Ces trois approches s’articulent dans une démarche structurée en quatre étapes — que voici.
Les 4 étapes clés d’une étude de marché pour créer une entreprise
La méthode la plus opérationnelle structure l’étude de marché en quatre étapes séquentielles, chacune produisant un livrable précis qui alimente l’étape suivante.
Étape 1 : Définir le marché
C’est le travail de cadrage décrit précédemment : périmètre produit, zone géographique, cible, formulation des hypothèses. Le livrable est une fiche de cadrage d’une page maximum, avec les indicateurs à mesurer et les seuils de validation. Sans cette fiche, chaque décision méthodologique sera arbitraire.
Étape 2 : Analyser la demande
Identifier les segments de clientèle, comprendre leurs besoins et motivations, estimer la taille du marché (TAM SAM SOM), tester l’intention d’achat. Cette étape mobilise d’abord des sources documentaires (données démographiques, comportements de consommation via l’Insee ou les CCI), puis des entretiens qualitatifs, puis un questionnaire quantitatif si nécessaire. Le livrable est une cartographie de la demande avec personas, taille de marché estimée et preuve d’intérêt ou d’achat.

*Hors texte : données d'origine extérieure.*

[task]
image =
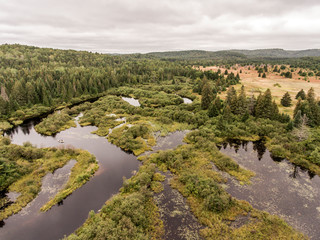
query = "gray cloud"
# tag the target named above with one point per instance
(148, 25)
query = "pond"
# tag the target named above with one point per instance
(279, 186)
(71, 213)
(187, 100)
(66, 217)
(132, 101)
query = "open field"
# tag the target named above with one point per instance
(278, 85)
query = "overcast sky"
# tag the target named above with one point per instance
(126, 26)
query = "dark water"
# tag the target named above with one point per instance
(187, 100)
(71, 213)
(132, 101)
(279, 187)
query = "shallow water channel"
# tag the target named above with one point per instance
(71, 213)
(279, 187)
(66, 217)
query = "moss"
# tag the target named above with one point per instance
(4, 125)
(28, 183)
(212, 206)
(83, 170)
(54, 123)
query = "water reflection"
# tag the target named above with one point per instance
(67, 216)
(279, 186)
(132, 101)
(187, 100)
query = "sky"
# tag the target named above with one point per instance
(129, 26)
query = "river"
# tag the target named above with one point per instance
(279, 186)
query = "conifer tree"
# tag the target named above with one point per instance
(297, 121)
(206, 95)
(213, 110)
(310, 95)
(301, 94)
(232, 99)
(286, 100)
(265, 108)
(242, 105)
(227, 114)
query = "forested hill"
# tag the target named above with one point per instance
(32, 75)
(239, 54)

Étape 3 : Analyser l’offre
Cartographier les concurrents directs et indirects, comparer leurs offres, prix, canaux et positionnements, identifier les barrières à l’entrée. Le livrable est un tableau de benchmark concurrentiel et une proposition de valeur différenciée.
Étape 4 : Analyser l’environnement
Étudier les facteurs macro-économiques, réglementaires, technologiques et sociaux via une analyse PESTEL. Identifier les tendances favorables et les risques. Le livrable est une synthèse environnementale avec scénarios (optimiste, central, pessimiste) sur un horizon de trois ans environ.

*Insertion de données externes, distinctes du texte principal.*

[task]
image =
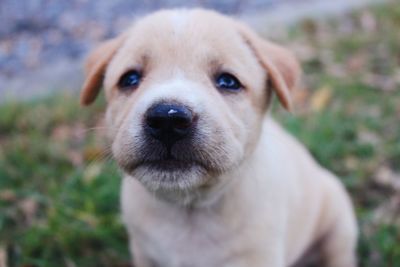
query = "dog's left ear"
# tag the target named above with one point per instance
(95, 67)
(282, 68)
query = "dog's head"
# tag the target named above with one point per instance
(187, 91)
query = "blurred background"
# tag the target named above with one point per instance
(58, 184)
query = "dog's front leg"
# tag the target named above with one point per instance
(140, 259)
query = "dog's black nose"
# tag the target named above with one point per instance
(168, 123)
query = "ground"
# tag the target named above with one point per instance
(59, 187)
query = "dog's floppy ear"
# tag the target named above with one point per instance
(282, 68)
(95, 66)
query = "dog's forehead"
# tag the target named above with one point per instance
(182, 29)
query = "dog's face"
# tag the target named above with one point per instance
(186, 92)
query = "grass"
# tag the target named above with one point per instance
(59, 190)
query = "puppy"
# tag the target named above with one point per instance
(209, 178)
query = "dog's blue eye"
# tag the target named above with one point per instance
(227, 81)
(129, 80)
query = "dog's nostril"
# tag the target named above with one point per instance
(168, 122)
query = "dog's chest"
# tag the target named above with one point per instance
(188, 242)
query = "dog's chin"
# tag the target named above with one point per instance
(170, 175)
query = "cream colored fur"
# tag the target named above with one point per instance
(256, 198)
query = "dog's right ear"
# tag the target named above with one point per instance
(95, 67)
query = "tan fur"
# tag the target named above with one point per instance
(255, 197)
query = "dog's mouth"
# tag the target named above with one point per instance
(168, 164)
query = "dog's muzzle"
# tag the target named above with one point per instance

| Étape | Outils principaux | Livrable |
|---|---|---|
| 1 — Définir le marché | Recherche documentaire, données INSEE | Fiche de cadrage + hypothèses |
| 2 — Analyser la demande | Entretiens, questionnaire, TAM SAM SOM | Cartographie demande + personas |
| 3 — Analyser l’offre | Benchmark, analyse cinq forces de Porter | Tableau concurrentiel + positionnement |
| 4 — Analyser l’environnement | PESTEL, veille réglementaire | Synthèse environnementale + scénarios |
L’articulation entre qualitatif et quantitatif se décide à l’étape 2. Si les entretiens révèlent une demande forte et homogène, un questionnaire court de validation suffit. Si les signaux sont contradictoires, il faut approfondir le qualitatif avant de quantifier. La règle : ne jamais chiffrer ce qu’on n’a pas d’abord compris.
La première étape concrète après le cadrage est l’analyse de la demande — commençons par là.

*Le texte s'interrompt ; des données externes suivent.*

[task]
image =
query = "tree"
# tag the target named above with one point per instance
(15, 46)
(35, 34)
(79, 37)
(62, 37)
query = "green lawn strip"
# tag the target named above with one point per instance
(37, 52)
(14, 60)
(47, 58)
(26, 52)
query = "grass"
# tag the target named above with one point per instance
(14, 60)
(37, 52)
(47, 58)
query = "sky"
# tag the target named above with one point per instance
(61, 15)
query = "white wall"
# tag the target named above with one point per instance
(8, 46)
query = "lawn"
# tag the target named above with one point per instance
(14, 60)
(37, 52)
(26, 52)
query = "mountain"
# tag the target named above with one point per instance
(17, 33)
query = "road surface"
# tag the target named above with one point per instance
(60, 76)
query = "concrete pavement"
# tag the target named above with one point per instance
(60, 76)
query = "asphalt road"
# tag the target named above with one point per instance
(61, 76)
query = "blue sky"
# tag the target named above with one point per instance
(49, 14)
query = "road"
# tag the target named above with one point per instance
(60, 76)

Analyser la demande : segments, besoins, taille de marché et preuve d’achat
On ne vend pas à tout le monde. C’est le principe fondateur de la segmentation. Un marché se compose de groupes de clients aux besoins, comportements et capacités d’achat distincts. Identifier ces segments avant de construire son offre évite de diluer ses efforts sur une cible trop large pour être adressée efficacement.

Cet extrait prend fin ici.